Every woman is primped before photography to an unnatural degree, and after the photos are taken, every image is airbrushed to “flawless” perfection. No blemishes, no dimples, no cellulite, no tan lines, no wrinkles, no pores. Photos are made to look like china dolls. Women are continuously made into flat, two-dimensional beings devoid of variation. When there is variation—like a woman who is more round or curvy, more masculine, or when a photo runs in a tabloid of a real woman in a bikini with no airbrushing—she is critiqued online and by the media in cruel, disgusting ways.

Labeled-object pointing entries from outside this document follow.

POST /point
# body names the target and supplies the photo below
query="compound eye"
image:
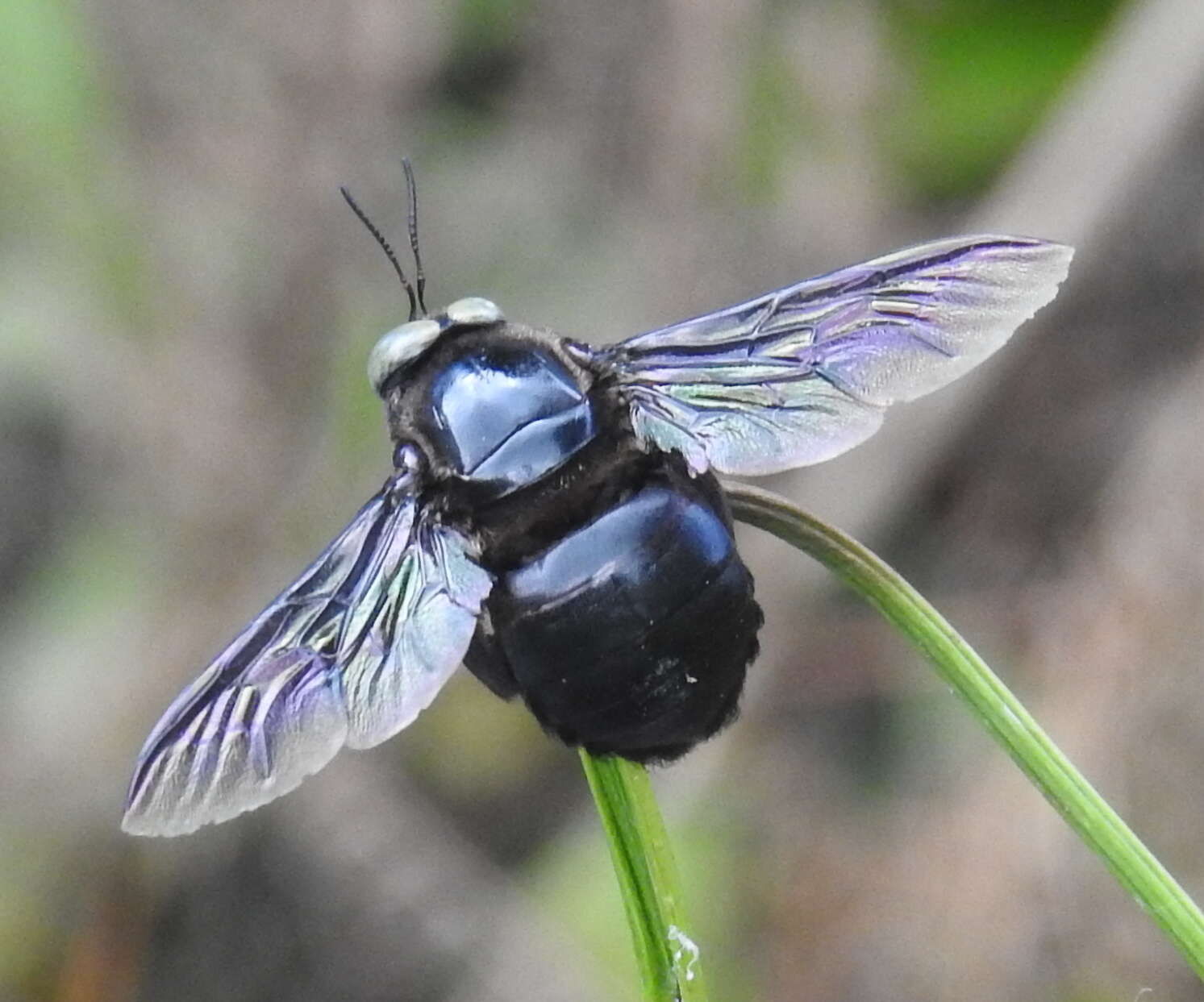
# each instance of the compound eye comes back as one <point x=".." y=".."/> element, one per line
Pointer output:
<point x="400" y="347"/>
<point x="407" y="459"/>
<point x="473" y="312"/>
<point x="403" y="344"/>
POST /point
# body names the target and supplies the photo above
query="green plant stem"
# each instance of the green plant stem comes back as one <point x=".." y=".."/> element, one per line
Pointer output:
<point x="1133" y="865"/>
<point x="648" y="881"/>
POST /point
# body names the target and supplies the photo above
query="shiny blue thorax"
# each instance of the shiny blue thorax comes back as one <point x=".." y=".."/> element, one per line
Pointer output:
<point x="503" y="415"/>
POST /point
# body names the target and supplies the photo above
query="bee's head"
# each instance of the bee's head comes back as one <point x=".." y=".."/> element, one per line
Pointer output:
<point x="403" y="344"/>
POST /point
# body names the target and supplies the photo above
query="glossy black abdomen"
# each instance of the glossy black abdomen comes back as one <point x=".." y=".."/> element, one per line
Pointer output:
<point x="631" y="635"/>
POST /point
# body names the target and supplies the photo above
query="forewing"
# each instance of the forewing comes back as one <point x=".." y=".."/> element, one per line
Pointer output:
<point x="800" y="376"/>
<point x="275" y="706"/>
<point x="410" y="625"/>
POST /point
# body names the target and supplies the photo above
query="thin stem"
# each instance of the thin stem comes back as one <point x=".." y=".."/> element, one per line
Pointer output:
<point x="1133" y="865"/>
<point x="652" y="892"/>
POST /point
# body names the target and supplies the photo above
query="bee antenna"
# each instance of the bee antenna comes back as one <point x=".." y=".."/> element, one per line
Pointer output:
<point x="412" y="218"/>
<point x="385" y="246"/>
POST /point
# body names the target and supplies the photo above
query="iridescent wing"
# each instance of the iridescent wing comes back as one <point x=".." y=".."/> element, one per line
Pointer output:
<point x="800" y="376"/>
<point x="348" y="655"/>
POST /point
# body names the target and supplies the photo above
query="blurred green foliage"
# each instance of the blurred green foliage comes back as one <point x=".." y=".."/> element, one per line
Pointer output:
<point x="977" y="76"/>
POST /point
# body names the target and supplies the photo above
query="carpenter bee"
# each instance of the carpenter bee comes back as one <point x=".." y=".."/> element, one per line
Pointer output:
<point x="553" y="520"/>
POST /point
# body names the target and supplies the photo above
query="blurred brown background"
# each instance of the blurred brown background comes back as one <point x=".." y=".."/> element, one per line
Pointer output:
<point x="187" y="307"/>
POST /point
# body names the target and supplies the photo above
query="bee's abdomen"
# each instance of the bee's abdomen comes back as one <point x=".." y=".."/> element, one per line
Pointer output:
<point x="632" y="634"/>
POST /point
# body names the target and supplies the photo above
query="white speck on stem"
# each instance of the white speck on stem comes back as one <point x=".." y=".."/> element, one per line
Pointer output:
<point x="683" y="945"/>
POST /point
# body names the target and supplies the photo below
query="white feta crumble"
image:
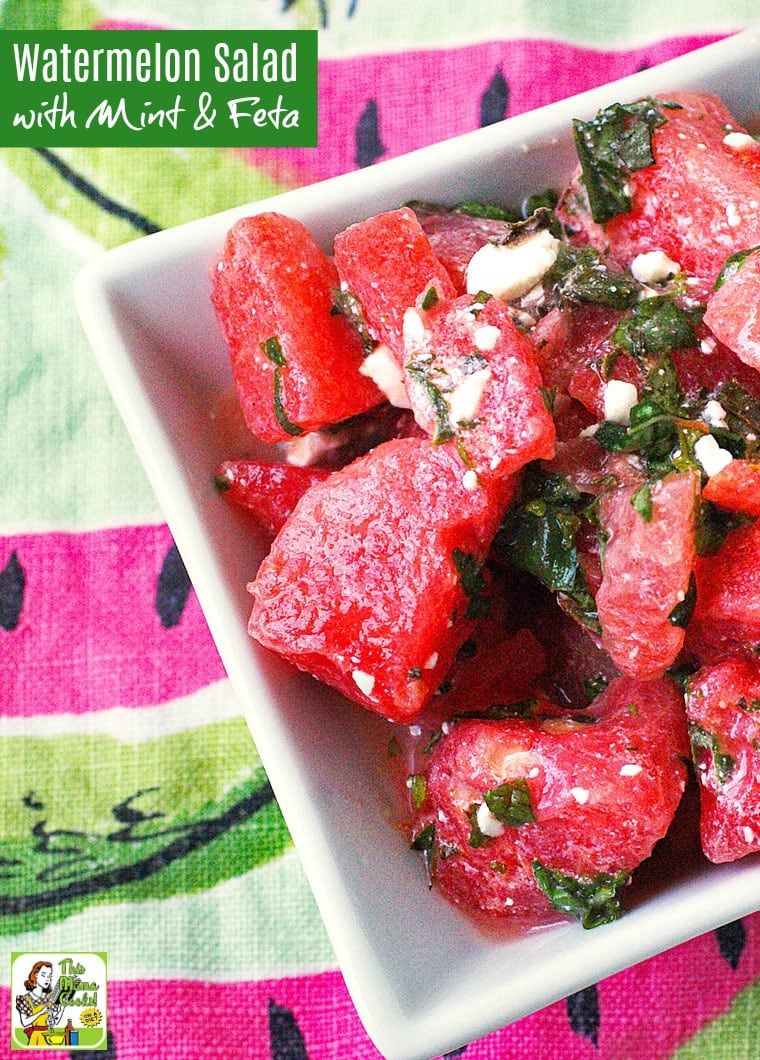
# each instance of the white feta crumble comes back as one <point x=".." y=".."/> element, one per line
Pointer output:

Her entire credibility is questioned because she is not a “perfect,” flawless image of a twenty-first-century manufactured, thinly bodied, skin-perfect, feminine woman.

FACT
#2: WE ARE ALL IMPACTED BY PERVASIVE MEDIA IMAGES. MEDIA
LITERACY IS A REQUIREMENT.
If a woman watches television programs and takes in print and online advertisements every day, how could she
not
begin to believe something is wrong with her? None of us are impervious to the influence of these redundant media images. I keep myself on a pretty strict media diet, and I think this is helpful to avoid internalizing harmful, damaging media messages. For the most part, I do not watch mainstream television, read mainstream magazines, or listen to mainstream radio. I'm sure I'd have many more hang-ups if I consumed more mainstream media. Cutting these sources of harmful messaging
about
real
women out of my life assists me in keeping a more realistic view of women's bodies, aging, sexuality, possibility, diversity, and beauty. It helps me to feel good and have love for my body in all of its imperfections, not to mention the bodies of my female lovers.